B.        Zaman Perkembangan Filsafat
 Sejarah perkembangan filsafat dapat dibagi ke dalam 4 zaman yaitu Zaman Yunani Kuno, Zaman Abad Pertengahan, Zaman Abad Modern, dan Zaman Abad Post Modern. 
1.      Zaman Yunani Kuno
Pada Zaman Yunani Kuno, ilmu ini dipandang sebagai bagian dari filsafat.
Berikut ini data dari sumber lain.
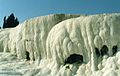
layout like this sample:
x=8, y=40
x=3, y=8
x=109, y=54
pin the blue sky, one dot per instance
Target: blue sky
x=25, y=9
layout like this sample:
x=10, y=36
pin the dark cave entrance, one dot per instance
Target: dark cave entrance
x=74, y=58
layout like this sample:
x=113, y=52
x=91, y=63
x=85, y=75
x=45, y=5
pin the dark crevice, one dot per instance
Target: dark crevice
x=104, y=50
x=74, y=58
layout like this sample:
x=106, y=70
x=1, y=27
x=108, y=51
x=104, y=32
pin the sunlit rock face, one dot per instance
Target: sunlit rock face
x=67, y=45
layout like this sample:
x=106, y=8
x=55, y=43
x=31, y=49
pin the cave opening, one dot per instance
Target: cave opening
x=74, y=58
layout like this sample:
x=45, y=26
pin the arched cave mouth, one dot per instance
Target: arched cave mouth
x=74, y=58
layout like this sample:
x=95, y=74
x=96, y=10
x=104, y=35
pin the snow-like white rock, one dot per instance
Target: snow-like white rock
x=52, y=39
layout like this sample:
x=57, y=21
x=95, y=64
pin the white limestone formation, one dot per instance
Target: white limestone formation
x=51, y=39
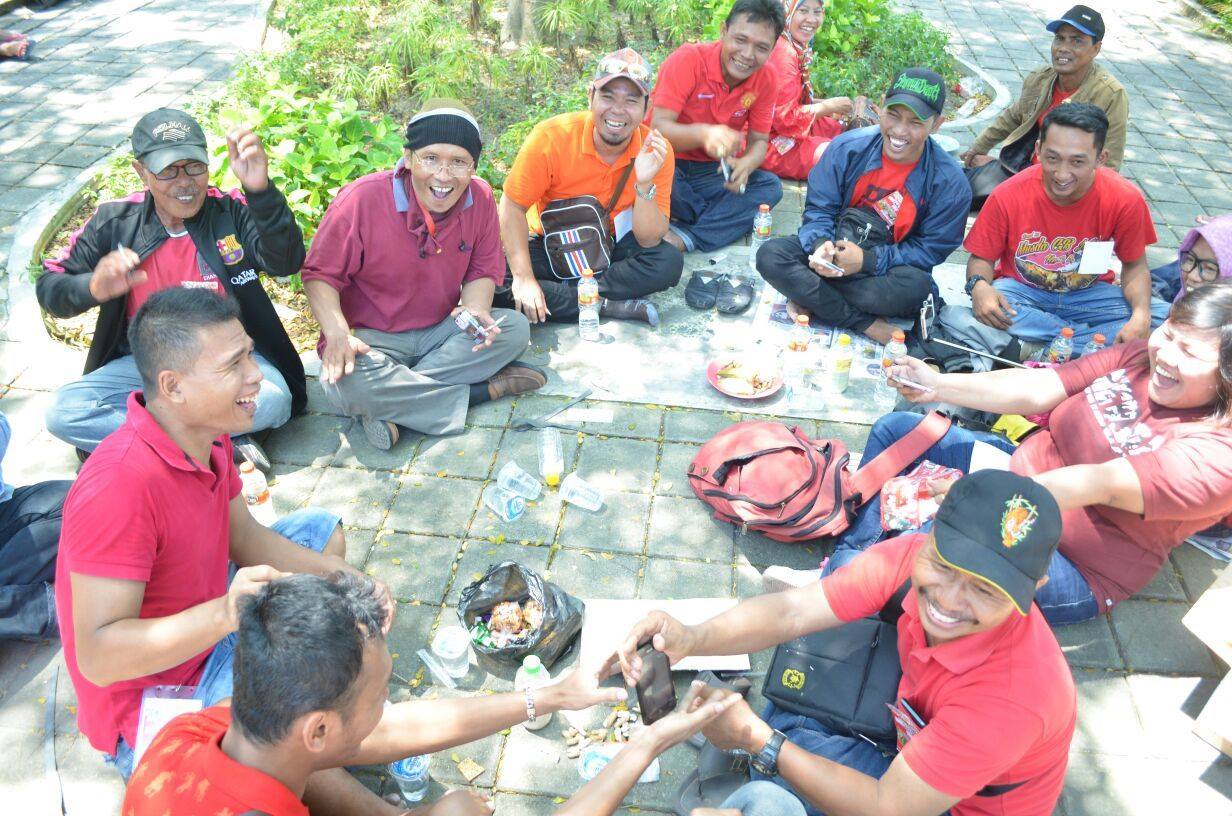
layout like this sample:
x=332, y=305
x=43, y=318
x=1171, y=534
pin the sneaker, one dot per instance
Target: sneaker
x=245, y=448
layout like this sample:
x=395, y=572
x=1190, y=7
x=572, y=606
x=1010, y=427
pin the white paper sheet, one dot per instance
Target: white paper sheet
x=609, y=621
x=1097, y=258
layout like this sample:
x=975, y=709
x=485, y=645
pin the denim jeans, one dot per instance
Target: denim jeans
x=1100, y=308
x=309, y=528
x=85, y=411
x=706, y=215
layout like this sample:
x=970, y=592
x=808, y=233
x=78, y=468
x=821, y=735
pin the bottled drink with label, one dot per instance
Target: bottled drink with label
x=761, y=224
x=588, y=306
x=1062, y=346
x=1095, y=344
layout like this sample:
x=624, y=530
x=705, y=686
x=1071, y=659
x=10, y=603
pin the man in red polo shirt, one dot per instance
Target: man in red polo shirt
x=157, y=526
x=715, y=102
x=986, y=706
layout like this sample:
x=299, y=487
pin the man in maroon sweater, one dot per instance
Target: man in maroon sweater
x=399, y=253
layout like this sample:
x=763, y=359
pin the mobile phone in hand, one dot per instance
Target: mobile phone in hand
x=656, y=695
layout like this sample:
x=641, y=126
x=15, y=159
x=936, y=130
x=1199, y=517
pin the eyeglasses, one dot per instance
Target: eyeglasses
x=190, y=169
x=456, y=168
x=1207, y=270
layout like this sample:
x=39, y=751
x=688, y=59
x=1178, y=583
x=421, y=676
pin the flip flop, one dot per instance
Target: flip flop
x=701, y=293
x=733, y=298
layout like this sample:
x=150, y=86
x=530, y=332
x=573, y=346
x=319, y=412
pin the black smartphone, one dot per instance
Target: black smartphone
x=656, y=695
Ilmu dipandang sebagai hal yang berurusan dengan kenyataan (fakta) fisik, sekarang ilmu dianggap bergumul dengan fenomena-fenomena (gejala-gejala fisik dan non fisik). Karenanya, ilmu kemudian dikategorikan ke dalam tipe-tipe deduktif dan induktif. 
Pada zaman Yunani Kuno, filsafat dan ilmu bersifat saling menjalin dan orang tidak memisahkan keduanya sebagai hal yang berbeda. Filsafat dan ilmu berusaha meneliti dan mencari unsur-unsur dasariah alam semesta. Usaha tersebut, sekarang disebut usaha keilmuan (usaha ilmiah) 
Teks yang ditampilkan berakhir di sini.